A quoi sert l’indépendance quand on a faim ?

Publié le par Hamid Kelley

LE calendrier politique de ce mois, pour la plupart des pays francophones, est marqué par la célébration de la fête de l’Indépendance. Bénin, Burkina, Côte-d’Ivoire, Tchad, République centrafricaine... La liste est longue des pays où l’on verra se répéter un rituel immuable depuis ce fameux "soleil des indépendances" : parade militaire, décorations, garden-party, coupe nationale de football, discours à la nation du chef de l’Etat. Le drapeau de la République est hissé, au nom de la souveraineté recouvrée. Le Burkina a cependant une particularité. Il a reporté, comme cela se fait depuis plusieurs années, les festivités de l’indépendance au 11 décembre, date de la proclamation de la République. Il s’agissait de permettre au monde paysan de vaquer à ses travaux champêtres. On peut dire que le pays a vu juste puisque, en ces temps de crise alimentaire, la paysannerie est courtisée plus que jamais, et rien ne devrait être entrepris qui puisse la détourner de son dur labeur.
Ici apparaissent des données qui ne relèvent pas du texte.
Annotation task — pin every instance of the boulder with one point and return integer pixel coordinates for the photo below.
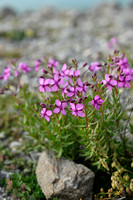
(64, 179)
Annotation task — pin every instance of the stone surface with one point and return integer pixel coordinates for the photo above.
(64, 179)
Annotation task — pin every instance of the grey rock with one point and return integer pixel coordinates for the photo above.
(35, 155)
(64, 179)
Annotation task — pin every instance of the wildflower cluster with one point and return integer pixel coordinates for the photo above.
(78, 117)
(68, 82)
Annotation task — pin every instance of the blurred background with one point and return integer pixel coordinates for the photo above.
(63, 29)
(23, 5)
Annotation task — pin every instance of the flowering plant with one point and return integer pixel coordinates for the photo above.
(78, 117)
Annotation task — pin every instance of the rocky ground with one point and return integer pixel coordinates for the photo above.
(63, 35)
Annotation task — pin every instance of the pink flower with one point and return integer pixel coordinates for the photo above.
(55, 82)
(37, 65)
(95, 66)
(74, 73)
(46, 113)
(16, 73)
(52, 63)
(6, 73)
(60, 107)
(44, 85)
(109, 82)
(65, 71)
(96, 102)
(72, 91)
(24, 67)
(124, 80)
(123, 63)
(77, 110)
(82, 87)
(113, 41)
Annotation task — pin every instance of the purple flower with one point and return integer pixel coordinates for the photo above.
(77, 110)
(95, 66)
(96, 102)
(24, 67)
(44, 85)
(52, 63)
(72, 91)
(37, 65)
(55, 81)
(82, 87)
(112, 42)
(16, 73)
(109, 82)
(6, 73)
(65, 71)
(124, 80)
(123, 63)
(46, 113)
(60, 107)
(64, 89)
(74, 73)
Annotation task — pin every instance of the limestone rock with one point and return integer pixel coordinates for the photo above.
(64, 179)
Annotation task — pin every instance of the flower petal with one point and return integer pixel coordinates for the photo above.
(56, 110)
(58, 103)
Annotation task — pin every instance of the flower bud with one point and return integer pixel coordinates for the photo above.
(128, 190)
(131, 187)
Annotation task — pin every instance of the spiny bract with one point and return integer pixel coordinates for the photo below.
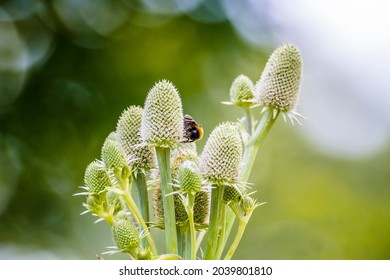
(129, 138)
(279, 84)
(242, 90)
(125, 235)
(220, 161)
(162, 120)
(112, 154)
(190, 180)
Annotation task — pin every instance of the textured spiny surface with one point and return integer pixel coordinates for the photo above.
(125, 235)
(220, 160)
(201, 208)
(241, 90)
(162, 120)
(96, 178)
(112, 154)
(190, 180)
(280, 81)
(129, 138)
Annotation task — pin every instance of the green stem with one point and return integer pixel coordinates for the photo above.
(248, 120)
(139, 184)
(221, 237)
(163, 159)
(124, 185)
(242, 223)
(265, 123)
(190, 213)
(214, 224)
(199, 239)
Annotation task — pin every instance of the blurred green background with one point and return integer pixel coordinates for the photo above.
(69, 68)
La célébration des quarante-huit ans d’indépendance des pays d’Afrique francophone coïncide en effet avec une période difficile de vie chère, dont l’une des manifestations est la flambée des prix des produits alimentaires. Ce phénomène mondial a cependant connu des pics en Afrique de l’Ouest, en raison d’une fragilité plus grande des économies et d’un système de production agricole inadapté. Dans la sous-région, certains pays détiennent des records en matière de production agricole, mais ils ont subi de plein fouet la hausse mondiale. Car ces denrées, destinées uniquement à l’exportation, ne se mangent pas. Le café, le cacao, l’hévéa et le coton, tous des cultures de rente, sont produits à grande échelle, et se vendent bien pour certains. Mais ils n’ont pu permettre d’amortir le choc de la crise alimentaire.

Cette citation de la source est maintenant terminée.